Why the redesign? The covers aren't terrible. They get attention at conferences.
  1. They don't give any kind of hint to what readers should expect they when check them out. The title is ambiguous so I need a good cover image to tell the story.
  2. I really like the cover for Book 3 but, as I thought more about it, I realized it doesn't match these two.
  3. These books aren't selling. I've changed the prices, keywords, descriptions and marketing plans. The only things I haven't touched are the covers and the titles.
  4. The title font/design for Chains of the Sciell needs some work.
Before I started designing, I needed to figure out why the cover drew people's attention. If parts of your cover worked, keep them. For my books, it was this:


I could put that mark on any merchandise and people would devour them. (Thank you to those who helped me decide on this symbol. You guys rock.) So, the new cover needs to have this symbol as the main subject. 

Then, I studied dark fantasy covers for inspiration.

Collect book covers and examine them to see if you notice any patternsI have Pinterest boards for book covers by genre--focusing on fantasy, dark fantasy and horror.  I noticed there aren't any patterns when it comes to dark fantasy covers. I should've been prepared for that.
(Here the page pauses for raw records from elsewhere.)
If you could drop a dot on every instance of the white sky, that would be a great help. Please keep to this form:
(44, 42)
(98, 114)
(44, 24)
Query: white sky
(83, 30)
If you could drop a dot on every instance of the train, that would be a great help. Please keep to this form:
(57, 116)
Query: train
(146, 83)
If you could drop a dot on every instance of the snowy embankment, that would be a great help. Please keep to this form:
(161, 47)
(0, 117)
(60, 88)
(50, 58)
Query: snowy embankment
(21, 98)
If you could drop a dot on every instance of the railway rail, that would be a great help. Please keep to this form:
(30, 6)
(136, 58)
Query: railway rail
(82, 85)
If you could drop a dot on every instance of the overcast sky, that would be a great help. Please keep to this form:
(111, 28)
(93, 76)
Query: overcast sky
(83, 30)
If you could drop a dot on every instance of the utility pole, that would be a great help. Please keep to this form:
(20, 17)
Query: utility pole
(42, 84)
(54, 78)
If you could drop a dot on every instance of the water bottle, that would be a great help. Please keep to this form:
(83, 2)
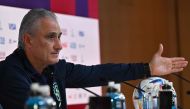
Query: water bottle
(40, 98)
(117, 98)
(167, 96)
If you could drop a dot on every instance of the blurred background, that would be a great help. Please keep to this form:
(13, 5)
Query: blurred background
(131, 31)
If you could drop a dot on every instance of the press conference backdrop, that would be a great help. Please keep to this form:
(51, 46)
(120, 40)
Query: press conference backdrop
(80, 42)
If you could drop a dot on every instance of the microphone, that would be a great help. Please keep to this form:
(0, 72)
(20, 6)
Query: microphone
(126, 83)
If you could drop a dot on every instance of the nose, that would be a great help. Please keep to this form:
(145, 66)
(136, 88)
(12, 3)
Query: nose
(58, 45)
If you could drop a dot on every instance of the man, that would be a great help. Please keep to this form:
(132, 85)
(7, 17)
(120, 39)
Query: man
(36, 60)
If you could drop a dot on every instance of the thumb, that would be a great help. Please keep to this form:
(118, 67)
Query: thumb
(160, 50)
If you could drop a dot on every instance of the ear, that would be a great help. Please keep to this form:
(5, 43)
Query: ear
(27, 40)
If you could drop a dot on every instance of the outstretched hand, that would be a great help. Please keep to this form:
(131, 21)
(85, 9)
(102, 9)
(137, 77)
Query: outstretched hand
(163, 65)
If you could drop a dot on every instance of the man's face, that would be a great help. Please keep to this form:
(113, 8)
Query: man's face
(45, 42)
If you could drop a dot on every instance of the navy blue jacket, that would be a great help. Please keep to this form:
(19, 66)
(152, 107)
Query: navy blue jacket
(17, 74)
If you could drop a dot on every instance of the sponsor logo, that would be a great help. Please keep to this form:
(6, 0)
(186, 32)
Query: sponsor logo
(81, 46)
(81, 33)
(1, 26)
(72, 33)
(12, 41)
(73, 45)
(2, 55)
(64, 31)
(73, 58)
(2, 40)
(12, 26)
(64, 45)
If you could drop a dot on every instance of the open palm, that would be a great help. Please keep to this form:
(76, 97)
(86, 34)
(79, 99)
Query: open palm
(163, 65)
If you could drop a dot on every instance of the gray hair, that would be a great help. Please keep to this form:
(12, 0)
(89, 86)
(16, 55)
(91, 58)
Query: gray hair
(29, 22)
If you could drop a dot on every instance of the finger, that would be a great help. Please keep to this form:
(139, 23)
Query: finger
(178, 59)
(179, 65)
(160, 50)
(177, 69)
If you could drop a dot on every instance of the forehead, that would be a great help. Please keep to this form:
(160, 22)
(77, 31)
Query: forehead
(46, 24)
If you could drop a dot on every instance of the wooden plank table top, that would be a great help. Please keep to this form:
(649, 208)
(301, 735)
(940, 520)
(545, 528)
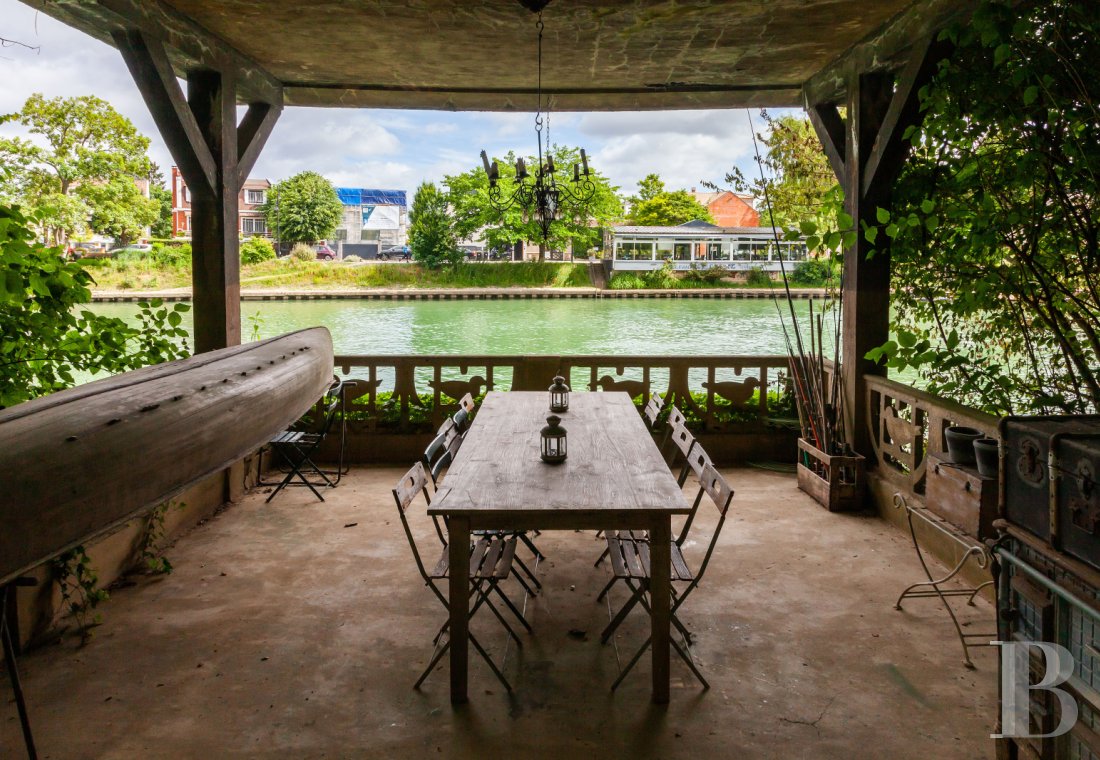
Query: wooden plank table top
(613, 477)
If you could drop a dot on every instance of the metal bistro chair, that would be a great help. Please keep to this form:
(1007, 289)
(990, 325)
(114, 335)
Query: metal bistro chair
(490, 563)
(297, 449)
(630, 562)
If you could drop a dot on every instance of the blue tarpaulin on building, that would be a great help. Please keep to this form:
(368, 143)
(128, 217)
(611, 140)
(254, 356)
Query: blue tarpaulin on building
(359, 196)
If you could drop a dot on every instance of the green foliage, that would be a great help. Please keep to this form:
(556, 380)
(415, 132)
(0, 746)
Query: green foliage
(432, 235)
(303, 209)
(758, 278)
(668, 209)
(79, 588)
(701, 274)
(994, 230)
(649, 187)
(256, 250)
(469, 196)
(626, 281)
(796, 173)
(301, 252)
(80, 163)
(151, 553)
(119, 209)
(172, 255)
(45, 337)
(814, 273)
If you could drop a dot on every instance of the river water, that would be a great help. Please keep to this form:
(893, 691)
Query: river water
(590, 326)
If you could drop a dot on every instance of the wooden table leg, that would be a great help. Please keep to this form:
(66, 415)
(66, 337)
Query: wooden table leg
(459, 598)
(660, 537)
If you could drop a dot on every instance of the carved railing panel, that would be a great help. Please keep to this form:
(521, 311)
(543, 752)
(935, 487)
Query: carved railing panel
(906, 425)
(420, 390)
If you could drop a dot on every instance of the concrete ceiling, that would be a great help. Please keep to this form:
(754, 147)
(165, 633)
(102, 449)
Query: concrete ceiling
(481, 55)
(597, 54)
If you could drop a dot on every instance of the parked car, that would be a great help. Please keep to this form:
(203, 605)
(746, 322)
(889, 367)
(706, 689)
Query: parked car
(132, 248)
(86, 251)
(399, 252)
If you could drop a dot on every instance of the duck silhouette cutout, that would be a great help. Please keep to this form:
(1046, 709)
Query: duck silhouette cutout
(633, 388)
(459, 388)
(737, 394)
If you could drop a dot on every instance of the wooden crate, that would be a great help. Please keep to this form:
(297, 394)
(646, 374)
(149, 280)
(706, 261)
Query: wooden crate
(963, 497)
(835, 482)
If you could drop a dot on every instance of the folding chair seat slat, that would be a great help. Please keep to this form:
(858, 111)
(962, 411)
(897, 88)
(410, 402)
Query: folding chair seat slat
(487, 566)
(490, 561)
(634, 565)
(616, 549)
(642, 549)
(714, 486)
(504, 565)
(439, 571)
(680, 571)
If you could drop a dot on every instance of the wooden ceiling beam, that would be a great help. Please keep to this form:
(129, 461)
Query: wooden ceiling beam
(150, 68)
(188, 45)
(252, 134)
(887, 48)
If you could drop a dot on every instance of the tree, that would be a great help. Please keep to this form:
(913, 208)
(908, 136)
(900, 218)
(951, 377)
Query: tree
(120, 210)
(649, 187)
(798, 176)
(468, 194)
(431, 230)
(45, 338)
(996, 221)
(304, 209)
(669, 209)
(77, 147)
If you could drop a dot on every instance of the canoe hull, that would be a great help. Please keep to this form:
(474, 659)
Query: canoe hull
(78, 462)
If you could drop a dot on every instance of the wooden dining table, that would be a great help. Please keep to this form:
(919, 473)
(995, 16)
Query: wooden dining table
(614, 477)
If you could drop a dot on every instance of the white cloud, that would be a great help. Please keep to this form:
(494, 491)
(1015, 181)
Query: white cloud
(385, 147)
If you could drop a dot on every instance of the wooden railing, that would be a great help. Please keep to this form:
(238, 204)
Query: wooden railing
(906, 425)
(426, 387)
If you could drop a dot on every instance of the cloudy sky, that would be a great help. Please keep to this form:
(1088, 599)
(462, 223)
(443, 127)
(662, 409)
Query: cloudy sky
(384, 149)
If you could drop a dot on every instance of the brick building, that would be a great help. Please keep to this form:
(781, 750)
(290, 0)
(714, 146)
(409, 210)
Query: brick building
(250, 218)
(728, 209)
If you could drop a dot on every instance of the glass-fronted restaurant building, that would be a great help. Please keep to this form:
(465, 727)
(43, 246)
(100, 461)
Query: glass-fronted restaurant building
(697, 244)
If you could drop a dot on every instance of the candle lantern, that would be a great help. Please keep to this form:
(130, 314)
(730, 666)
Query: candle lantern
(559, 395)
(553, 441)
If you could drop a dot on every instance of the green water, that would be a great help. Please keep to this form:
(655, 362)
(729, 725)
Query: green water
(625, 327)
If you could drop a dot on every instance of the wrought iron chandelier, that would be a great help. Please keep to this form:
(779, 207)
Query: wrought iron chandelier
(540, 196)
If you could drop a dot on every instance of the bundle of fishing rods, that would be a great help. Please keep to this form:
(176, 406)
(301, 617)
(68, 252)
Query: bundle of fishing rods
(815, 381)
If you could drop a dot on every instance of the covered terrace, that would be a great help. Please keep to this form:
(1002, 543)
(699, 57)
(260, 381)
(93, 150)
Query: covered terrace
(806, 652)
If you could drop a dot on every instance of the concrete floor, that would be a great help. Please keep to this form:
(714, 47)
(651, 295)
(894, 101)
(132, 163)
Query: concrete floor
(296, 629)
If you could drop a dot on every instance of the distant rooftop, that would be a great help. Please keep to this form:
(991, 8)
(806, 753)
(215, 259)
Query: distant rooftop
(696, 230)
(359, 196)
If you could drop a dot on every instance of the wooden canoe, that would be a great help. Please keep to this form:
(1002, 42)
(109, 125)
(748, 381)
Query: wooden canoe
(78, 462)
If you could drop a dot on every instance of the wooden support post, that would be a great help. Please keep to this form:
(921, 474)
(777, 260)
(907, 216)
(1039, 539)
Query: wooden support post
(215, 156)
(866, 318)
(867, 151)
(216, 259)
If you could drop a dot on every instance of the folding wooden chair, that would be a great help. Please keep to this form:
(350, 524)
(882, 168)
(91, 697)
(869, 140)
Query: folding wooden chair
(297, 449)
(439, 454)
(630, 563)
(694, 459)
(491, 559)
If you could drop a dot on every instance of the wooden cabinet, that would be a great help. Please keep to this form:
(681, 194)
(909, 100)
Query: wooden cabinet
(961, 496)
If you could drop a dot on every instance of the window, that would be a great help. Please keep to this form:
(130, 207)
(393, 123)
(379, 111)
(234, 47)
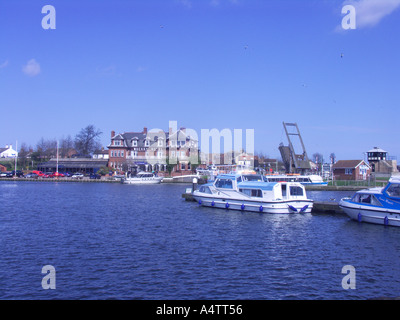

That subgenre needs its own subgenres.


I did notice that dark fantasy artwork, not covers, tends to be black and green.

I have a color scheme.


I plan to keep this throughout the series.

You probably know this but when you're creating covers for a series, there needs to be some similarities in the designs.

The Harry Potter books have different scenes on the cover but they're all illustrated, feature Harry Potter and have the same font.

It doesn't matter how you make the book covers match as long they look like they belong together. 

I took the Harry Potter approach- same subject, font and style.

I had to work backward. The new covers need to match Book 3.

I needed an image to pair with butterfly symbol. That was the hardest part. Because I do cover design, I have a lot of stock photos on my computer. So, I searched through my collection and tried things out. It took awhile. I visited images I saved on Shutterstock for inspiration.

Here's what I did for Book 1:

To ensure the font style is the same, I saved the file under a new name (Book 2) and changed the artwork. Here's Book 2:

I let the designs sit for a day while I worked on something else. Every now and then, I came back to them to see if there was something I wanted to change. Then, I put the covers side-by-side to compare them. When I felt they were done, I sent them off to my publisher who liked them.

On to the next step.

The jacket was a pain to create. It took so long my hands started to hurt. And I made one major mistake with Book 2. Chains of the Sciell is a lot longer than The Sciell so the spine is wider. However, I designed Book 2's cover on Book 1's template. I ran out of steam so I haven't fixed it yet.

Side note: If you're working in Photoshop, make sure you change the color scheme from RGB to CMYK. RGB is for web while CMYK is for printing.


It'll be awhile before the covers are changed online. I also took this opportunity to tweak the descriptions and keywords. Found out some places have old descriptions. I was too lazy to change them. I could've sworn I changed Chains of the Sciell's description. This is a good opportunity to do some maintenance.

Keep an eye out for these new covers!